Tuesday, February 12, 2008

APA Fellow And President Of Arizona Psychiatric Society Gets Slap On Wrist For Patient Death

The following case was brought to our attention via email, with valuable links to internet references


APA Fellow And President Of Arizona Psychiatric Society Gets Slap On Wrist For Patient Death

On December 16, 2007 the Arizona Medical Board reprimanded psychiatrist Stephen O. Morris for failure to diagnose and monitor a patient considered to be high risk for drug abuse; for inappropriate prescribing and for inadequate medical records.

Board documents allege that Dr. Morris’ “inappropriate and excessive prescribing” contributed to a 56-year-old patient’s overdose death.

Specifically, the documents state that Dr. Morris, who is a Fellow of the American Psychiatric Association and President of the Arizona Psychiatric Society, “prescribed multiple psychoactive prescriptions often in higher than standard practice doses”; “wrote multiple prescriptions for the same class of medication”; “prescribed methyphenidate [Ritalin] for several months with a higher than necessary number of pills” and “wrote prescriptions too close together in time, indicating over-use or abuse.”

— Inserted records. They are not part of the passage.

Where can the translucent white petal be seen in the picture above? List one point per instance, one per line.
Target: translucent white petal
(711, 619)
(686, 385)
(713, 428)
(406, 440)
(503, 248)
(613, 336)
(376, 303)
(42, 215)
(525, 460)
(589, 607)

Further, Dr. Morris prescribed both a tricyclic (older generation) antidepressant concurrent with an SSRI (new generation) antidepressant whose interaction results in symptoms of “serotonin syndrome,” exhibited by increasing bodily tremors.

The Board charged Dr. Morris with deviation from the standard of care for failing to have the patient’s tricyclic blood levels monitored while concurrently on an SSRI and for prescribing a large quantity of tricyclic antidepressants and Ritalin to a patient who was a known overdose risk.

It lastly cites that Dr. Morris’ records contain no rationale for the high doses of potentially dangerous drugs he prescribed to the patient, why certain medications or types or combinations were used.

The Board found that his records failed to support diagnosis, justify treatment, accurately document results, indicate advice/cautionary warnings to the patient or provide sufficient information for another practitioner to assume continuity of the patient’s care.
Here is a link to the original Arizona Medical Board Finding

It looks like Psychiatrist Stephen Morris has not suffered any loss in professional status despite the death of his patient.